War Department, J. A. G. O., January 12, 1918.-To The Adjutant General. 1. The Adjutant General refers to this office for remark a letter from the commanding officer supply company, One hundred and fifty-ninth Infantry, submitting the question: (a) Whether Elijah R. Tindle, Company I, One hundred and fifty-ninth Infantry, who was on or about August 15, 1915, discharged by order of general court-martial for fraudulent enlistment and afterwards on or about June 22, 1916, applied to the commanding officer Company I, Fifth California Infantry, for enlistment in that organization and made to the officer a truthful statement of his previous service and was enlisted in the Fifth California Infantry and later drafted as a member of that organization into the service of the United States, is guilty of fraudulent enlistment; and (b) whether authority from the Secretary of War for this soldier to reenlist would clear his past record and entitle him to prior service pay based on any part of his previous service.

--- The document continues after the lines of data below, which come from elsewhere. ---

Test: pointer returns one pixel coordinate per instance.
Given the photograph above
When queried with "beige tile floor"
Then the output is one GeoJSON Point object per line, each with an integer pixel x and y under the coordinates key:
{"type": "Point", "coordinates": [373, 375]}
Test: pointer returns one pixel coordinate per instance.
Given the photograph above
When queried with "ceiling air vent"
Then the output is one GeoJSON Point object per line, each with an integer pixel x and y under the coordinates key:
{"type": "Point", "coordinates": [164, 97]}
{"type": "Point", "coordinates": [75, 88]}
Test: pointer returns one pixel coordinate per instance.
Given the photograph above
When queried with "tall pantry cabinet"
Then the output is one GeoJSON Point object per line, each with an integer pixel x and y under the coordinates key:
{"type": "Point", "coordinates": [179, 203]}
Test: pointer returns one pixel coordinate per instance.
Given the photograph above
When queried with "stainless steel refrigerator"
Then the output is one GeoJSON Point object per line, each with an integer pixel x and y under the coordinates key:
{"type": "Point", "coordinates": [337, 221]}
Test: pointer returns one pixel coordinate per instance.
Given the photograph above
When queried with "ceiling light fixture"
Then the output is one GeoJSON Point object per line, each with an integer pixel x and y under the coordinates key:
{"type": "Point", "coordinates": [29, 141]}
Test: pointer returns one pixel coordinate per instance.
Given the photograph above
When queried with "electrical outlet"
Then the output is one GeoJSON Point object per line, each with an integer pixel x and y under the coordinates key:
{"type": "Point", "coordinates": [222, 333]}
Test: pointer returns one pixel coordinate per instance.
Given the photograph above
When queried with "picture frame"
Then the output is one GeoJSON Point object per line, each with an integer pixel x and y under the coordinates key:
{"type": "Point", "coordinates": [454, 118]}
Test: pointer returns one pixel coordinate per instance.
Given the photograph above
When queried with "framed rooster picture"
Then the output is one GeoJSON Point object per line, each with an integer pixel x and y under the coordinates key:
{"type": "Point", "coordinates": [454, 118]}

2. Elijah R. Tindle, Company I, One hundred and fifty-ninth Infantry, enlisted in the One hundred and sixty-first Company, Coast Artillery Corps, on June 11, 1906; was discharged June 10, 1909, character "excellent"; reenlisted in the Second Field Artillery June 25, 1909; discharged June 12, 1912, as corporal, character "very good"; served in the Philippine Islands from July 2, 1910, to May 15, 1912; reenlisted in Marine Corps at San Francisco on or about June 25, 1912; served eight months in Cuba; discharged April 29, 1914, bad character discharge; reenlisted in Company A, Fifteenth Infantry, on or about June 15, 1914, at Jefferson Barracks, Mo.; sent to Tientsin, China; discharged pursuant to approved sentence by general court-martial on or about August 15, 1915, for fraudulent enlistment; sent to Disciplinary Barracks, Alcatraz Island; discharged on June 11, 1916; enlisted in Company I, Fifth California Infantry, June 22, 1916, for service on the Mexican border; mustered out of Federal service on October 7, 1916; reenlisted in Supply Company, Fifth California Infantry, National Guard, March 26, 1917. It is assumed that he continued a member of this organization until August 5, 1917, on which date he was drafted as a member of the National Guard of California into the service of the United States under the President's proclamation dated July 3, 1917.

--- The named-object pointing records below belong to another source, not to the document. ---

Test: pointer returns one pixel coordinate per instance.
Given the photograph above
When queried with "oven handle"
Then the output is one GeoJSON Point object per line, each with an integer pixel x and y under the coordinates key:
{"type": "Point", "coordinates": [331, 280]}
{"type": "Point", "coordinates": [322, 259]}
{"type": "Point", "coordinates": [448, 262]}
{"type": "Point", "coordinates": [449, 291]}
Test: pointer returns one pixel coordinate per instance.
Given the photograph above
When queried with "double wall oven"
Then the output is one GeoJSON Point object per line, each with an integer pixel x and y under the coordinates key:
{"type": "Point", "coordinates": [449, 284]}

Tindle's company commander now asks the Secretary of War for permission to reenlist him as required by paragraph 861, Army Regulations.

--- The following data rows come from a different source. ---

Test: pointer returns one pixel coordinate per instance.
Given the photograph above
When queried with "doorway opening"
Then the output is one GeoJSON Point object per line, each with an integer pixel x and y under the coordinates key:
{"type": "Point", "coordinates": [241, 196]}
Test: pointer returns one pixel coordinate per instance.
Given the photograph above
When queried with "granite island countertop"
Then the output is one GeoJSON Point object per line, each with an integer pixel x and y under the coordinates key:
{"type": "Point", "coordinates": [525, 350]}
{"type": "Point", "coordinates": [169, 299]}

3. The questions presented will be answered as they are stated:

(a) Is Elijah R. Tindle, Company I, One hundred and fifty-ninth Infantry, guilty of fraudulent enlistment?

Section 69, national defense act, approved June 3, 1916 (39 Stat. 166, 200), Enlistments in the National Guard, provides, inter alia, "and the qualifications for enlistment shall be the same as those prescribed for admission to the Regular Army."

In view of this provision, the authority of the Secretary of War should have been obtained before Tindle was enlisted in the National Guard (see par. 861, Army Regulations), but the duty to obtain this permission devolved upon the company commander and not upon the applicant for enlistment. In the instant case Tindle made a frank and truthful statement as to his previous service, and the commanding officer of Company I, Fifth California Infantry, who enlisted him, appears to have had a telephone conversation with the commandant of the disciplinary barracks at Alcatraz Island and, without other authority, to have enlisted Tindle first on June 22, 1916, and again on March 26, 1917.